Few cases, if any, have captivated the nation quite like O.J. Simpson's. The now 70-year-old was released from prison earlier this week after spending nine years in the slammer on charges completely unrelated to the 1994 murders of his ex-wife Nicole Brown Simpson and her friend Ron Goldman — a crime he was tried for and ultimately acquitted of. Instead, he's been serving jail time for a 2007 armed robbery of a memorabilia dealer in Las Vegas.
Yet despite the media frenzy surrounding his crimes, traditional outlets and advertisers aren't biting for his first post-prison interview. The disgraced NFL star is seeking seven figures and celebrity reputation expert, Eric Schiffer, claims much of the media's hesitation has to do with his trustworthiness. He exclusively told In Touch, "He has so crushed his credibility that it would require a biblical miracle for him to be trusted or respected in these types of scenarios."
O.J. signs paperwork before his release from Lovelock Correctional Center on Sept. 30, 2017. (Photo Credit: Getty Images)

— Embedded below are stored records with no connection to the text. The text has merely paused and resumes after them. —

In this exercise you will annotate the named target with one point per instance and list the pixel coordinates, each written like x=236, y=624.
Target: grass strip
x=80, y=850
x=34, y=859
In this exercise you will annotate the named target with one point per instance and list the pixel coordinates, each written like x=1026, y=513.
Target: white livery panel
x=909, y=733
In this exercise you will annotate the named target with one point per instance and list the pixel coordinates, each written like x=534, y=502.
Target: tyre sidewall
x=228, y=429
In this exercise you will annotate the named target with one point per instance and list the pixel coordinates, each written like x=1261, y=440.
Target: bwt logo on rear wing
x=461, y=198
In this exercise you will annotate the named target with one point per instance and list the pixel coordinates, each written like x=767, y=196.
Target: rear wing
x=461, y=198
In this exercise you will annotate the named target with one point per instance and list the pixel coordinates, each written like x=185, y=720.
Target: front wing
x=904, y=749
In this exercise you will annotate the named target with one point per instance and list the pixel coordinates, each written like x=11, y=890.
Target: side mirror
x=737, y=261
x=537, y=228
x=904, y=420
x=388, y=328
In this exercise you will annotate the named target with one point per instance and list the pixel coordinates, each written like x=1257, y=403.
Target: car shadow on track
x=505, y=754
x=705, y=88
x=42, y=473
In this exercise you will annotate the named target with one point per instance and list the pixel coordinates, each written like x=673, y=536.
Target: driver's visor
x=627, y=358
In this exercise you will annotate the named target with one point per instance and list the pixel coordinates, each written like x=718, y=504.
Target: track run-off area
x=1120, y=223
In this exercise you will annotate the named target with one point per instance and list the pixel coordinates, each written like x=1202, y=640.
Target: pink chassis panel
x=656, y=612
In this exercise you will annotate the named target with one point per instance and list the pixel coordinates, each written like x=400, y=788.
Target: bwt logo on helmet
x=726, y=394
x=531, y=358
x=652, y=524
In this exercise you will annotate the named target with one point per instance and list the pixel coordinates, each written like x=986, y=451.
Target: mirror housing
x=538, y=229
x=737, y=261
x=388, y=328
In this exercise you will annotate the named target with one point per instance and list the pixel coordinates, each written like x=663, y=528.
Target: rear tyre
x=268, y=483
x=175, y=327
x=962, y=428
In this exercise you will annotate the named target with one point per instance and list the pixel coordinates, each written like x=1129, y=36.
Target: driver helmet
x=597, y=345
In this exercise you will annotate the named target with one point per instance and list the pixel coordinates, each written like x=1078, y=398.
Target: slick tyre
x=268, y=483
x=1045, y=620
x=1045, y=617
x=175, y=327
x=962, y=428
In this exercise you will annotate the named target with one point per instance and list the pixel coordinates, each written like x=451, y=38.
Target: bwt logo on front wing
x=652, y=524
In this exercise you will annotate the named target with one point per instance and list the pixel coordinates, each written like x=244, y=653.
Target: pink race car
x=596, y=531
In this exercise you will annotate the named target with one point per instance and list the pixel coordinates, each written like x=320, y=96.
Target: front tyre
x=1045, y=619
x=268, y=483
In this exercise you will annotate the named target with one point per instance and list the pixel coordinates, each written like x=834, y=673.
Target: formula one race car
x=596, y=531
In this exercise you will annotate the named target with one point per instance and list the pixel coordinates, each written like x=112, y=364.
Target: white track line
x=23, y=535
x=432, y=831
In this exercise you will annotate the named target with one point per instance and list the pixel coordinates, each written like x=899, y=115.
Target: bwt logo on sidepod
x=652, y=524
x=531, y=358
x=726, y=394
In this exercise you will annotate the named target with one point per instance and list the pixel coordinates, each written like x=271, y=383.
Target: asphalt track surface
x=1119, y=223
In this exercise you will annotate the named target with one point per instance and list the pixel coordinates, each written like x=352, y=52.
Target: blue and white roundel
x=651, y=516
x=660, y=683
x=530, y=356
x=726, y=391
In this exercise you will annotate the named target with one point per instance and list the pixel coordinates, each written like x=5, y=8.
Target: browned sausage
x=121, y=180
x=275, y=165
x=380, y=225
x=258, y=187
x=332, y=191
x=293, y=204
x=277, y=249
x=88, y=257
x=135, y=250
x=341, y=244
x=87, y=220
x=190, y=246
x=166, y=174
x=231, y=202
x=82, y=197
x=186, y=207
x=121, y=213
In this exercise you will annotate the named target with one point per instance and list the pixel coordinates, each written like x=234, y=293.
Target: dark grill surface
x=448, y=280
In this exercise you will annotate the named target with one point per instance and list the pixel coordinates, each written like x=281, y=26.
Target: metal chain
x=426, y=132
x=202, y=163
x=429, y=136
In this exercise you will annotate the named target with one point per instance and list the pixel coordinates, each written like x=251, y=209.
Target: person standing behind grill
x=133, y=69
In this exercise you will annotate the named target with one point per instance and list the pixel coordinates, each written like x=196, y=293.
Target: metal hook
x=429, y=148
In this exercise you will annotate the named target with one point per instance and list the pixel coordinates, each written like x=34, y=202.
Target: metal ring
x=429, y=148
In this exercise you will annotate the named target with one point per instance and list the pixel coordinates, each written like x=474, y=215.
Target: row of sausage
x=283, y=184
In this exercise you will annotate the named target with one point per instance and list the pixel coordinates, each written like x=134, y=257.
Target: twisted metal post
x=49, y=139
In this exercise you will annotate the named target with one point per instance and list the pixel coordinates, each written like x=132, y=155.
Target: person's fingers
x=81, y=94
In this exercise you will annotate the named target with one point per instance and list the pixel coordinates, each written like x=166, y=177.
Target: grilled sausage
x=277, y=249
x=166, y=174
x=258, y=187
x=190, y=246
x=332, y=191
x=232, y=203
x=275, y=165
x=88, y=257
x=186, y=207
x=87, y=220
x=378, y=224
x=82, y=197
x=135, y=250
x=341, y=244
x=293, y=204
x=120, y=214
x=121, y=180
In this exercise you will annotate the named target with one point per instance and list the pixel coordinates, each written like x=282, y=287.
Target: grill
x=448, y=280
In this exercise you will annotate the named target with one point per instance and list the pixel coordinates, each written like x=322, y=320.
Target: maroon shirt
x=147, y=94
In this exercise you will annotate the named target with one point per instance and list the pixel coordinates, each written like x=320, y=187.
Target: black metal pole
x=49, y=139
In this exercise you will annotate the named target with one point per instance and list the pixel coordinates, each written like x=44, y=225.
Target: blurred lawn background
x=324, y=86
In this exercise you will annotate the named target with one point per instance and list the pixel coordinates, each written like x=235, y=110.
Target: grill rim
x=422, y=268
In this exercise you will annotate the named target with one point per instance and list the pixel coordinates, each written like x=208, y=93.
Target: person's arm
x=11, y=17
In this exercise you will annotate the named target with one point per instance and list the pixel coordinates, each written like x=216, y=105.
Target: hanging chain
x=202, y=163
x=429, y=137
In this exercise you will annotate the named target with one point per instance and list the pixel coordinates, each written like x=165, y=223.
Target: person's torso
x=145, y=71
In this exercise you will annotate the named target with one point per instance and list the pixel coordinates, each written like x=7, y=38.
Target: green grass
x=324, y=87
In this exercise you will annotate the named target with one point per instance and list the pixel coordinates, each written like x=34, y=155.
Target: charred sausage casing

Yet even if "The Juice" could be persuaded to do an interview for free, the ethics surrounding giving him a platform would likely be controversial. According to The Hollywood Reporter, "If an interview aired as part of the lineup on a news program like Today or 48 Hours, it would not automatically lead to an advertiser exodus. But, says one media buyer, 'if any anti-O.J. sentiment starts, I could see people pulling away.'" One TV news veteran added, "It is treacherous." Another chimed in, not with a "10-foot pole."
Media consultant Bill Carroll noted, "From a news perspective, it's probably a get." He added, "From an advertiser's perspective, it's something that most, if not all, advertisers would stay away from."